A big catalyst to the One Book One Norristown project came from people like D’Antonio, who would canvass neighborhoods in Norristown to register residents to vote or host workshops about the importance of running for office and face resistance from residents who didn’t want to talk about politics.

“Even though it is a huge part of why our schools are not funded, why we don’t have good community resources in Norristown, a lot of that is because of politics,” she said. “But we realized that’s not the in. People don’t want that moment at the door to be about politics when you’re talking to them.”

That’s when D’Antonio turned to the past to find the answer for the future. In her research, she discovered literacy circles that started forming across communities in the 19th century among enslaved and newly freed people and abolitionists in local churches. People would come together to read and then discuss various types of literature as a group. As a result, members of the circles gained an interest and began to engage in civic life. Many members became new abolitionists. D’Antonio realized that by launching a similar effort may have the same desired effect among residents in Norristown today.

Rather than simply start a book club for neighbors, D’Antonio suggested to the Literacy Council of Norristown they think bigger and take a page from the One Book One Philadelphia project playbook by starting a One Book One Norristown project of their own. The One Book One Philadelphia leadership team didn’t mind, she said. In fact, they “love bringing the idea to communities.”

Shared experiences

A large portion of Norristown’s population is Latinx, meaning in addition to translating its materials into Spanish, the One Book One Norristown project would have to find common ground between the African American and Latinx communities. D’Antonio said they found a through line between describing the horrors of slavery in the 19th century, with images of family separation and the exploitation of labor among Latinx communities today.

“What is the law around human dignity?” said D’Antonio. “It’s about people seeking refuge from horrible situations.”

Church groups across town will also play a role in the project by talking about the ways churches were part of the abolitionist movement. Likewise, the Norristown Area School District will add Cary’s books to its curriculum for students to study in the classroom. The project will culminating with a visit from Cary in December. D’Antonio hopes her colleagues at MCCC will take the project on in their classrooms while she’s away on sabbatical to help expand the project’s reach beyond Norristown’s borders and reach students at the College.

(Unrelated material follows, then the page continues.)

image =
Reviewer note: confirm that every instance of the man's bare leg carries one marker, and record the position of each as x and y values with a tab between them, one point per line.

Beyond increasing literacy among residents through shared reading experiences, the One Book One Norristown project is a boon for the town in other ways too. The project demonstrates why community members shouldn’t have to visit a major city to feel a part of a cultural experience.

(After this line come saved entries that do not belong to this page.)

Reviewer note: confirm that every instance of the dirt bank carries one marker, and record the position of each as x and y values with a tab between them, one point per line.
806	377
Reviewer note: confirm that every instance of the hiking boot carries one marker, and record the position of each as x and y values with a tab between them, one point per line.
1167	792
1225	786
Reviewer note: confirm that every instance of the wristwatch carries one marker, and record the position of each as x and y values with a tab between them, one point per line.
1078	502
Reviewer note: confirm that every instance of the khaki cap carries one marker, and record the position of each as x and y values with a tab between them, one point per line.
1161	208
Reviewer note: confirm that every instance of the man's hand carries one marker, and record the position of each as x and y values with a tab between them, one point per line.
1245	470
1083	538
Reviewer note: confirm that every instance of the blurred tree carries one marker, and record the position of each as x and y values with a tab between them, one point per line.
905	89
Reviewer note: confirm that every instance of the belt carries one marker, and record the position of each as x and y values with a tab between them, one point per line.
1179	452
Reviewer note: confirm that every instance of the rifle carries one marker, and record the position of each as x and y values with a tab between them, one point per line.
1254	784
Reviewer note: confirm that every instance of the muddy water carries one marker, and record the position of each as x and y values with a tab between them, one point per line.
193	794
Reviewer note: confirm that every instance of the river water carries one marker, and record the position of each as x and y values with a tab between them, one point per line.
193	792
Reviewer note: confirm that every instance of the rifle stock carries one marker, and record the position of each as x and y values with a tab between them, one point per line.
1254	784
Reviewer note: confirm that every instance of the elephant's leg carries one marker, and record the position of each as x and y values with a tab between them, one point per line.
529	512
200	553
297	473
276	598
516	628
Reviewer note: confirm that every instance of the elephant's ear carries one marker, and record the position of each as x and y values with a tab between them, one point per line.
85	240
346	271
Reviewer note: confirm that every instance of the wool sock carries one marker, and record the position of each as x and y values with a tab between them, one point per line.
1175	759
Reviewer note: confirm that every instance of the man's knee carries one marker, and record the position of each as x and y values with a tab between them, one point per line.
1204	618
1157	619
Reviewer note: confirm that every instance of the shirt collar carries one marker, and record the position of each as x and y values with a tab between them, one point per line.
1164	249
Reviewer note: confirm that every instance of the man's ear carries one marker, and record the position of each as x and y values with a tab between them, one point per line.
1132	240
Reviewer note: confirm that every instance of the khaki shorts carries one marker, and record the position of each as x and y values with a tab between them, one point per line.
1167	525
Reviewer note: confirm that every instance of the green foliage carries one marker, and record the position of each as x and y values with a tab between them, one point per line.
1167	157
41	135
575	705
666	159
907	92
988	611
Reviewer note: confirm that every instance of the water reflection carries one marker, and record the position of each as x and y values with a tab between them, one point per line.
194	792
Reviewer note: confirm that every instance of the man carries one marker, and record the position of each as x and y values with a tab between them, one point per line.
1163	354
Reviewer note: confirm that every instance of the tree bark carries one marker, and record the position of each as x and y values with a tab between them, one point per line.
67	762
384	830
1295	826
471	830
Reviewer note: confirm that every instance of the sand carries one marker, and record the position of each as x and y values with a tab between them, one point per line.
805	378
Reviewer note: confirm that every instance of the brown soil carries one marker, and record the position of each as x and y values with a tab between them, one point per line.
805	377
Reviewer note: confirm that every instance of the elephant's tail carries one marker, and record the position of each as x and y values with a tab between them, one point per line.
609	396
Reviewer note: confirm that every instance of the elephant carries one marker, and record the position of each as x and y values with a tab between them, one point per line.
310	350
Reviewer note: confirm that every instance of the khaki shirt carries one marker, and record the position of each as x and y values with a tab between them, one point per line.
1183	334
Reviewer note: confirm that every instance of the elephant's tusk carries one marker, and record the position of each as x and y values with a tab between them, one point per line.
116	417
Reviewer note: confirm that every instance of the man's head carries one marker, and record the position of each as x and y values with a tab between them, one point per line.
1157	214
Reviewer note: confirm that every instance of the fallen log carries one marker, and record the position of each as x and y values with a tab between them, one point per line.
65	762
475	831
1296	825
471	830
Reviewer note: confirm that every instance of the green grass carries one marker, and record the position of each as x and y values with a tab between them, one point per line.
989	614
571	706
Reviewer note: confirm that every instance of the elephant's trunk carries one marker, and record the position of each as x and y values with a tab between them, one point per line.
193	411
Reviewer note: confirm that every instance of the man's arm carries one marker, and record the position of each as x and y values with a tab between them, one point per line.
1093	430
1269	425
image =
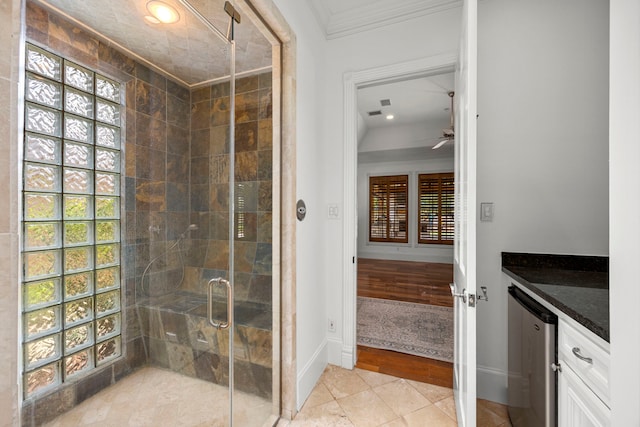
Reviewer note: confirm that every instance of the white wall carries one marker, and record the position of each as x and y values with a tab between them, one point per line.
624	175
411	251
311	352
542	147
414	39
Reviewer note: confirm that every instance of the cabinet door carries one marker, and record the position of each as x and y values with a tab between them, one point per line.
578	406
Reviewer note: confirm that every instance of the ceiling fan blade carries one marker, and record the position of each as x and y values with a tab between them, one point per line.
440	144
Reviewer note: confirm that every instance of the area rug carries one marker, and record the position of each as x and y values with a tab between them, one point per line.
419	329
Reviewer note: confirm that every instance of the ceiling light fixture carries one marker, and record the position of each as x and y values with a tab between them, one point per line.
163	12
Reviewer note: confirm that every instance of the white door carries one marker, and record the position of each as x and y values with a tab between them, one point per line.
464	286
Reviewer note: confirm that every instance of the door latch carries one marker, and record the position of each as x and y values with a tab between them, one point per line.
462	295
484	296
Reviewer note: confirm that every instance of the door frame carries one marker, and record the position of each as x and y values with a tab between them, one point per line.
352	81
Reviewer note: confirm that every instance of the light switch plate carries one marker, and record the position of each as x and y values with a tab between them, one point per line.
333	211
486	211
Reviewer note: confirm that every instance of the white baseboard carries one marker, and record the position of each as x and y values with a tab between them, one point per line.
310	374
348	357
491	384
334	347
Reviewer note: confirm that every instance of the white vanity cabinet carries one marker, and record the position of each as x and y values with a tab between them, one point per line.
583	380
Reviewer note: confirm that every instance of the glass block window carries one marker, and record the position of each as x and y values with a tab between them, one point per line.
71	221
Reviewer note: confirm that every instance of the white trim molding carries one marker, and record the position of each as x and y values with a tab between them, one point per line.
438	64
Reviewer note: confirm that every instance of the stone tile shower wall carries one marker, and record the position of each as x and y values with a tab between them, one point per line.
209	256
180	338
176	173
155	191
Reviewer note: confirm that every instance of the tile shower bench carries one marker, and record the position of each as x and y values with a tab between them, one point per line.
180	338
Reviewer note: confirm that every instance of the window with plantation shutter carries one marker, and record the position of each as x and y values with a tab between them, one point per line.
435	208
388	208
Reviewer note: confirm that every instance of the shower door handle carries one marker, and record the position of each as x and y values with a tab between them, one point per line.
212	283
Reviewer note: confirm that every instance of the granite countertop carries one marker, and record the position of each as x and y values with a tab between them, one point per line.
576	285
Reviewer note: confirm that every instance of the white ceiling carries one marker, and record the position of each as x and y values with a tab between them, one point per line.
343	17
419	100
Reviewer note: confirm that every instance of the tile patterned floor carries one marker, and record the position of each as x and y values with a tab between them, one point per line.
156	397
364	398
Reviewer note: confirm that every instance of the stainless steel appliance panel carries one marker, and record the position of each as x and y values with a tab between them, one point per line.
532	384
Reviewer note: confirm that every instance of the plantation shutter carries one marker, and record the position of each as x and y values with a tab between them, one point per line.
388	208
436	221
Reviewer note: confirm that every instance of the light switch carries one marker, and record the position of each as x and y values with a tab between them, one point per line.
486	212
333	212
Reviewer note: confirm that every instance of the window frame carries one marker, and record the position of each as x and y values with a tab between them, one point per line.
93	339
441	179
386	180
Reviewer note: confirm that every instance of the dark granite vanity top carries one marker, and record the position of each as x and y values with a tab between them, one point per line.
576	285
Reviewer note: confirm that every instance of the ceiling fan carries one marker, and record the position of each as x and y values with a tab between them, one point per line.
447	134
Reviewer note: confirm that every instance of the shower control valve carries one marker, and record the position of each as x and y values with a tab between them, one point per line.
301	210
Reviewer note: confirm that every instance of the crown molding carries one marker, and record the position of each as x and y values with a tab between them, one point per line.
372	16
321	12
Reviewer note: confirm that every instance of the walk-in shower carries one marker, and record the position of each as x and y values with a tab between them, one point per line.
149	175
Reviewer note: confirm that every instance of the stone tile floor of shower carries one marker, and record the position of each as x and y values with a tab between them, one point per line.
155	397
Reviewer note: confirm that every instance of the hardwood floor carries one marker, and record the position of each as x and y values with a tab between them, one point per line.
426	283
405	366
421	282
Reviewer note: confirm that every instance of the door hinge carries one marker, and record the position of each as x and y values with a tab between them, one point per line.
472	300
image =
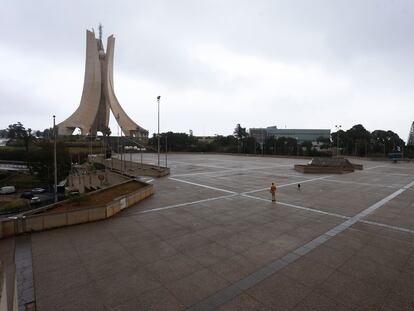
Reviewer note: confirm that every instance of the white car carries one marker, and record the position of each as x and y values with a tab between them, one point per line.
34	200
38	190
7	190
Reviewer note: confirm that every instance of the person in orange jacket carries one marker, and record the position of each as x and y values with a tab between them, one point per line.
273	192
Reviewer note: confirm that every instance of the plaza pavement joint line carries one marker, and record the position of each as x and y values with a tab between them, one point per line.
333	214
200	185
233	170
289	184
187	203
223	296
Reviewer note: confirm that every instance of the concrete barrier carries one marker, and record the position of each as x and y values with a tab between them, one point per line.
45	218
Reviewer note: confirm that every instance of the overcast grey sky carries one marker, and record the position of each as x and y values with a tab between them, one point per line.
294	64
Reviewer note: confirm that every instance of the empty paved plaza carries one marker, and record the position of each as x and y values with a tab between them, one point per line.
211	239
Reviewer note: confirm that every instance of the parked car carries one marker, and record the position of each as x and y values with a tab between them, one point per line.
38	190
7	190
26	195
35	200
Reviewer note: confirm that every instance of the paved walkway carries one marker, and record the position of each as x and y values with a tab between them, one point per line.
210	239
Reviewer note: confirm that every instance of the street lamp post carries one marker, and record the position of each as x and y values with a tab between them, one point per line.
158	100
338	127
54	156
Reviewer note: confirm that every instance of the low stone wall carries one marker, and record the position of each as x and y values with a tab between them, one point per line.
322	169
45	218
132	169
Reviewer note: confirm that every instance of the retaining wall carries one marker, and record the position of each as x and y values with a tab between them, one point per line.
45	218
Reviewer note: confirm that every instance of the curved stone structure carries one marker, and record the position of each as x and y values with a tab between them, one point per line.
98	96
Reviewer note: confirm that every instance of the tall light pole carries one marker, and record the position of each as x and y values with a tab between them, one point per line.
54	156
158	100
338	127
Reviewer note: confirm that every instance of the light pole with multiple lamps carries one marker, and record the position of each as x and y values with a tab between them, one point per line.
54	156
158	100
338	128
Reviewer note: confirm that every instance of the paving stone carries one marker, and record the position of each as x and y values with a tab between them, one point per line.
352	292
371	272
396	302
58	281
330	257
318	302
264	253
395	259
234	268
124	261
119	288
84	297
159	299
188	241
240	243
279	292
197	286
243	302
152	252
307	272
209	254
173	268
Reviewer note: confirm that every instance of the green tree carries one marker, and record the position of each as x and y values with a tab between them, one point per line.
240	133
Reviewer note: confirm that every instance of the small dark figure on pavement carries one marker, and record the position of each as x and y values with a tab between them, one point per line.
273	192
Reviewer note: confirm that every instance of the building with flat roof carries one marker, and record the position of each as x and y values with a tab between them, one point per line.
300	134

“Norristown is bringing culture in,” said D’Antonio. “We have Theater Horizon here, we have the Centre Theater. And now we’re bringing One Book and an acclaimed author to the town. There’s a growing movement here for culture and art, which I think is awesome and we want to really piggyback on that.”

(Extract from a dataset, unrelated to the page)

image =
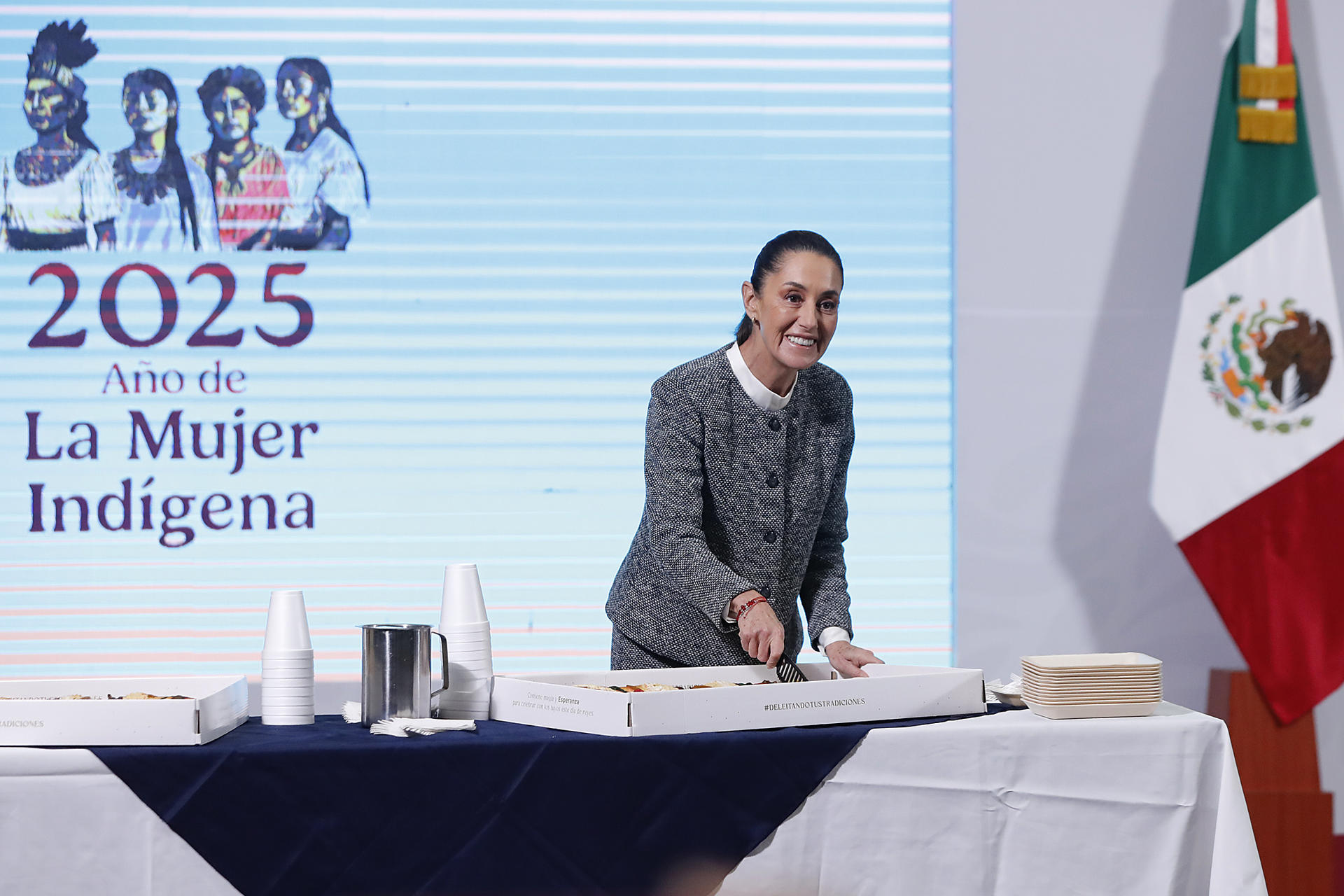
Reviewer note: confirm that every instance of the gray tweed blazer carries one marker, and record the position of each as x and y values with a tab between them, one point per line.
736	498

Further, the One Book One Norristown project is a tool to show residents they and the town aren’t being left behind.

D’Antonio said watching this project grow and evolve into what it’s already become today has been nothing short of astounding.

“It’s grown beyond what I thought was capable,” she said. “It started as an idea for a book club and that seed blossomed into this really growing movement in Norristown and the surrounding areas. It’s really exciting.”